Tindakan ini tak hanya merugikan pemain, tetapi juga merusak suasana kompetisi yang sehat dan adil.
7. Perebutan Kekuasaan Antar Organisasi
Gambar : BaperaNews/Achmad Rifai
Perebutan kekuasaan di industri esport sering kali terjadi, terutama di antara organisasi yang memiliki kepentingan ekonomi atau politik.
Di Indonesia sendiri, beberapa organisasi esport bersaing satu sama lain demi mendapatkan pengaruh dan dana dari sponsor atau pemerintah.
Konflik antar asosiasi ini menciptakan ketidakpastian bagi para pemain dan penggiat esport yang sebenarnya membutuhkan dukungan untuk berkembang.
Di tingkat global, perebutan kekuasaan antar organisasi esport juga terjadi, seperti antara Global Esports Federation dan International Esports Federation.
Persaingan ini tak jarang menimbulkan konflik kepentingan, yang dapat menghambat perkembangan esport sebagai industri yang sehat dan profesional.
8. Cheating atau Peretasan
Gambar : BaperaNews/Achmad Rifai
Cheating atau penggunaan cheat telah menjadi ancaman serius dalam esport.
Beberapa pemain yang menggunakan cheat atau peretasan demi mendapatkan keunggulan di pertandingan dianggap mengkhianati sportivitas dan kepercayaan fans.
Kasus Forsaken dari India, yang tertangkap menggunakan cheat dalam turnamen, menunjukkan bahwa cheating masih menjadi masalah besar dalam kompetisi esport.
Cheating merusak reputasi esport dan sering kali membuat penggemar kecewa. Lebih dari itu, cheating juga merugikan pemain yang bermain dengan jujur.
Baca Juga: 9 Sisi Gelap Penangkaran Paus Orca, Fakta Kelam di Balik Gemerlap Hiburan Manusia
9. Regulasi yang Tak Ketat
Gambar : BaperaNews/Achmad Rifai
Salah satu sisi gelap esport lainnya adalah kurangnya regulasi yang jelas dan ketat.
Karena esport adalah industri baru, regulasi yang mengatur berbagai aspek seperti doping, perjudian, dan cheating belum sepenuhnya mapan.
Kurangnya regulasi yang memadai membuat beberapa pihak bisa memanipulasi aturan demi keuntungan pribadi.
Tanpa regulasi yang tegas, esport akan terus menghadapi masalah-masalah yang mengancam keberlangsungannya sebagai industri yang profesional.
Oleh sebab itu, regulasi yang lebih baik diperlukan agar esport bisa berkembang dengan sehat, adil, dan berkelanjutan.
10. Marak Terjadi Korupsi
Gambar : BaperaNews/Achmad Rifai
Korupsi dan manipulasi adalah masalah serius yang mengintai dunia esport. Oknum-oknum tertentu sering kali menggunakan pengaruh mereka untuk memanipulasi hasil pertandingan atau mengambil keuntungan dari posisi mereka di industri ini.
Contoh kasus manipulasi terjadi di beberapa turnamen besar, di mana pemain atau pihak ketiga menerima imbalan untuk mengalah di pertandingan demi keuntungan finansial.
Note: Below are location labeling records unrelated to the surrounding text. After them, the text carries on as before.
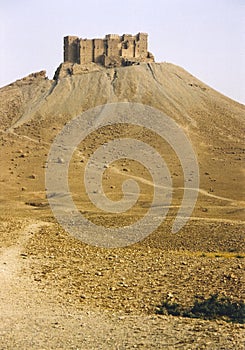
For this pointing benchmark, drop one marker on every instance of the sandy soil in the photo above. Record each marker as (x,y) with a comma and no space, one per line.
(56,292)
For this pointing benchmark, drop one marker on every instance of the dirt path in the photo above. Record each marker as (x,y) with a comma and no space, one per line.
(32,318)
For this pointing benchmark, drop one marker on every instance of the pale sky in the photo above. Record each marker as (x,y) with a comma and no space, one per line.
(206,37)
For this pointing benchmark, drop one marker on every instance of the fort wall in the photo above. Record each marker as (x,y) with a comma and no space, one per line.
(113,50)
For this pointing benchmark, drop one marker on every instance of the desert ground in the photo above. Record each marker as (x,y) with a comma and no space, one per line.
(57,292)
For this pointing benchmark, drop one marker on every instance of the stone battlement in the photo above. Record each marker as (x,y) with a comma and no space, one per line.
(114,50)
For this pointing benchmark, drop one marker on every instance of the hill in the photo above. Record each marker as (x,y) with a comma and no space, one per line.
(204,257)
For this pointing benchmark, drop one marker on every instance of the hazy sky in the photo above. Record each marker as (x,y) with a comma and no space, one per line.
(206,37)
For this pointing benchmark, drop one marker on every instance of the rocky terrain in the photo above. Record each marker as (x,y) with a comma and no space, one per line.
(59,293)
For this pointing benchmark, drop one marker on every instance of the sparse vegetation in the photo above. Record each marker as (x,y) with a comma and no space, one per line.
(211,308)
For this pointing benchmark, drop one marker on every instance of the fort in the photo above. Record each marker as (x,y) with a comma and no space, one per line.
(114,50)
Praktik ini tak hanya menghancurkan kepercayaan penggemar, tetapi juga merusak reputasi esport sebagai kompetisi yang adil.
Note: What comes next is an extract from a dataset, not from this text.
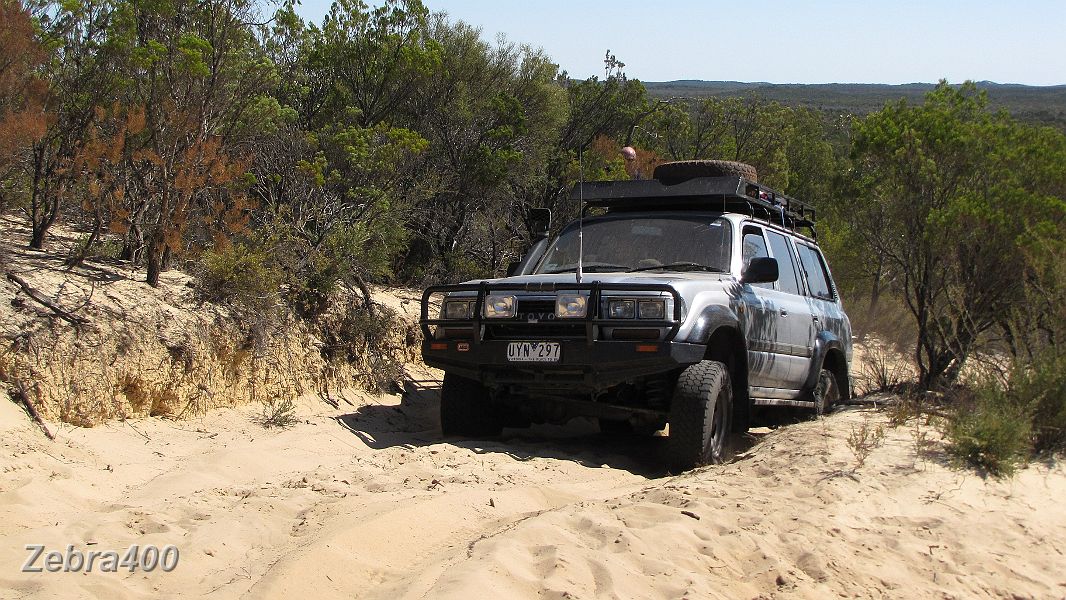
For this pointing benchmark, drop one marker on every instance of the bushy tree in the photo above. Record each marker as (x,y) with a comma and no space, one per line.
(948,195)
Dari luar, dunia esport memang terlihat gemerlap dan penuh peluang. Namun, sisi gelap esport ini menunjukkan bahwa industri ini menghadapi berbagai tantangan serius yang perlu diatasi.
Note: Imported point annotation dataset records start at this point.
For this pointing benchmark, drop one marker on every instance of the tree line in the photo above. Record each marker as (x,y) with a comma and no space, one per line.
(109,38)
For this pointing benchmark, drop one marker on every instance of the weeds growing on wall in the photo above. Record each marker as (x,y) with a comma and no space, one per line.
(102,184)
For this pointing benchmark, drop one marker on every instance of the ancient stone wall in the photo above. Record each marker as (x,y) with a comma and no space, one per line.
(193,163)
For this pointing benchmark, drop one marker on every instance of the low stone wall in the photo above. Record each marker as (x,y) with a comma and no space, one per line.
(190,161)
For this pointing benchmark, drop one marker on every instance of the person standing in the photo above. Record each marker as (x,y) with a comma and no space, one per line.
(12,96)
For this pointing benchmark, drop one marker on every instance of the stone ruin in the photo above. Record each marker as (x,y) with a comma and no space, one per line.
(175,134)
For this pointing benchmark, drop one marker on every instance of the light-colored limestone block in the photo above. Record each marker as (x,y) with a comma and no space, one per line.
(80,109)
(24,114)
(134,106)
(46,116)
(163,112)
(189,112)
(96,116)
Dari penggunaan doping hingga ketidakadilan kontrak, semua masalah ini mencerminkan bahwa esport masih perlu banyak pembenahan agar bisa tumbuh dengan sehat dan adil.
Sebagai penggemar atau pemain, kita harus memahami sisi gelap esport ini agar bisa lebih bijak dan mendukung industri yang lebih bersih.
Dengan upaya bersama dari para pemain, penggemar, dan penyelenggara, diharapkan esport bisa berkembang menjadi industri yang menjunjung tinggi sportivitas dan integritas.